Music history (optional)
- Last.fm: If you enter a Last.fm username in Settings, the App calls the public Last.fm API with that username to fetch your scrobbles. Last.fm receives only the username you typed. No OAuth, no token stored.
- Spotify Extended Streaming History: If you import your Spotify takeout files, they are parsed entirely on-device. The takeout files never leave your device.
Public read-only APIs
For "On This Day", the App fetches public articles from Wikipedia, the New York Times Archive, and the Hacker News public API. These calls send only a date — no user data, no identifiers, no location. They're equivalent to opening those websites in a browser.
Diagnostics & analytics (anonymous)
So I can fix crashes and see which features people actually use, the App sends me a little anonymous feedback — to my own server, never a third party. Two kinds:
- Crash reports (via Apple's MetricKit): a stack trace plus device model, OS, and language, so I can hunt down the bug.
- Simple usage counts: feature, screen, and settings names — like "opened the photo explorer" or "turned on the Spotify box" — plus the choice you picked.
That's the whole list: no journal text, no photos, no location, no name or email. It's tied only to a random per-install ID, and you can switch it off anytime in Settings → Data Management.
5What I don't do
- I don't run user accounts, ask for your email, or collect personally identifying information.
- I don't use third-party analytics SDKs inside the App.
- I don't sell, rent, share, or license your data to anyone.
- I don't track you across other apps or websites.
- There's no advertising.
6Children
Retrography is not directed at children under 13, and I do not knowingly collect data from children.
7Third parties involved
- Apple — iCloud, HealthKit, Photos, StoreKit, App Attest (platform services).
- Amazon Web Services (Bedrock) — processes AI requests you voluntarily send. AWS runs the Claude model on its own infrastructure.
- Anthropic — creator of the Claude model used by Bedrock. Anthropic does not receive requests from this app; the model runs inside AWS Bedrock.
- Netlify — hosts the authentication proxy and this website.
- Last.fm (optional) — if you enter a username, public listening data is fetched from their API.
- Wikipedia, New York Times, Hacker News — public read-only APIs for "On This Day". Date-only queries; no user data sent.
- Umami — privacy-first, cookieless analytics for this website only. No cookies, no personal data, no cross-site tracking. Not used inside the App.
8Your choices
- Revoke any permission (Location, Photos, Health, Microphone, etc.) in iOS Settings at any time.

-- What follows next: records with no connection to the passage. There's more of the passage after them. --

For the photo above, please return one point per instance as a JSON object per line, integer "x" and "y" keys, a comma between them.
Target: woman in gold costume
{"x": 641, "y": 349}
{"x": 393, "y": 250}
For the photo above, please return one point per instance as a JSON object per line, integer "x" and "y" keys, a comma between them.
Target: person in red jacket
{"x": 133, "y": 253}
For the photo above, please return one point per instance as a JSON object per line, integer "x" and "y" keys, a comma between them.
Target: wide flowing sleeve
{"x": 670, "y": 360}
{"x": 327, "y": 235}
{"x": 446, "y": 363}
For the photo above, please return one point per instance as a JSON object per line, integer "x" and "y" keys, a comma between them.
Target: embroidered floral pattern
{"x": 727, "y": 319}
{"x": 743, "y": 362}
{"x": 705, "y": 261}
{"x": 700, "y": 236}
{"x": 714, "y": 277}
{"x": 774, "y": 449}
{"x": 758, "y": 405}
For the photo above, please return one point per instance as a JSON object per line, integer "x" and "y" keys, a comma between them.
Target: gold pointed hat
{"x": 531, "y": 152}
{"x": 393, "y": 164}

- Delete all Retrography data by deleting the App — local data is removed, and iCloud data is removed when you delete it from iCloud.
- Request deletion of the per-install device record held by the authentication proxy by emailing me with your device ID, which is visible in the App's Settings screen.
9Security
Data on device is protected by iOS's data-at-rest encryption. iCloud sync uses Apple's encryption under your Apple ID. The authentication proxy uses HTTPS and App Attest to reject requests from anything other than a genuine copy of the App.
10Changes to this policy
For minor changes — wording, contact details, a new read-only public source — I update the "Last updated" date at the top of this page. But if I ever change something material, such as sending a new kind of data off your device or adding a new processor, I'll ask you in the App before it takes effect, rather than quietly changing the rules. I don't send marketing or notification spam; consent screens appear only for genuine changes to how your data is handled.